C. Axenie: Wir haben bereits das KI-Gesetz, wir beginnen, die Gestaltung, Nutzung und den Einsatz von KI-Systemen zu regulieren. Das einzige Problem ist derzeit, dass KI-Tools auch in den USA, China und der EU entwickelt werden. Eine globale Harmonisierung wird nicht erreicht werden, daher würde ich eine EU-weite Regelung der Gestaltung, Nutzung und Bereitstellung befürworten, die einen klaren Nutzen für den Benutzer bringt, d. h. die Daten bleiben privat, Inhalte werden geprüft und gefiltert und die Daten bleiben beim Benutzer!
SATVISION: Wo sehen Sie die KI als kritisch?
C. Axenie: Neben der generativen KI, die für den explosionsartigen Anstieg der Popularität verantwortlich ist, hat die KI auch in industriellen Anwendungen noch ein starkes Einsatzgebiet. Dort kann die standardisierte, zielorientierte Datenverarbeitung die Geschäftsergebnisse optimieren. Es gibt sowohl technische Innovationen als auch Innovationen bei Geschäftsmodellen, die KI-Systeme unterstützen können.
SATVISION: Wie passen KI und Datenschutz zusammen, wenn KI-Systeme etliche Daten sammeln und auswerten?

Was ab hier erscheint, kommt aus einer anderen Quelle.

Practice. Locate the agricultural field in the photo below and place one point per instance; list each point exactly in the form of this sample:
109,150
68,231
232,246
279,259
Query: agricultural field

C. Axenie: Ich bin ein starker Vertreter von eingebetteten KI-Systemen. KI sollte nicht nur energieeffizient, schnell und robust sein, sondern auch die Nutzungsdaten privat halten. Dies ist nur möglich, wenn die Daten das Gerät des Benutzers nicht verlassen, die Verarbeitung lokal erfolgt und die Ausgabe personalisiert ist. Es gibt einen Trend, KI-Systeme kleiner, lokaler und on-device zu machen, sodass Datenschutz und Personalisierung miteinander in Einklang gebracht werden und dem Benutzer die sauberste Experience bieten.
SATVISION: Wo nutzen Sie die KI schon heute im Alltag?
C. Axenie: Ich verwende Code-Generatoren für den Boilerplate-Code, wenn ich programmiere, ich verwende Mind-Map-Ersteller und Assistenten für die Inhaltszusammenfassung.
SATVISION: Bitte vervollständigen Sie zum Abschluss den folgenden Satz: „Künstliche Intelligenz kann als unterstützendes Werkzeug vieles im Leben einfacher machen, allerdings nicht …“
C. Axenie: … unsere persönliche, neugierige, pragmatische, subjektive und menschliche Entscheidungsfindung ersetzen.
Prof. Dr. Cristian Axenie ist Professor für Künstliche Intelligenz und heterogene Sensordaten im Rahmen der High-Tech Agenda Bayern sowie Forschungsgruppenleiter des SPICES Lab an der Technischen Hochschule Nürnberg Georg Simon Ohm.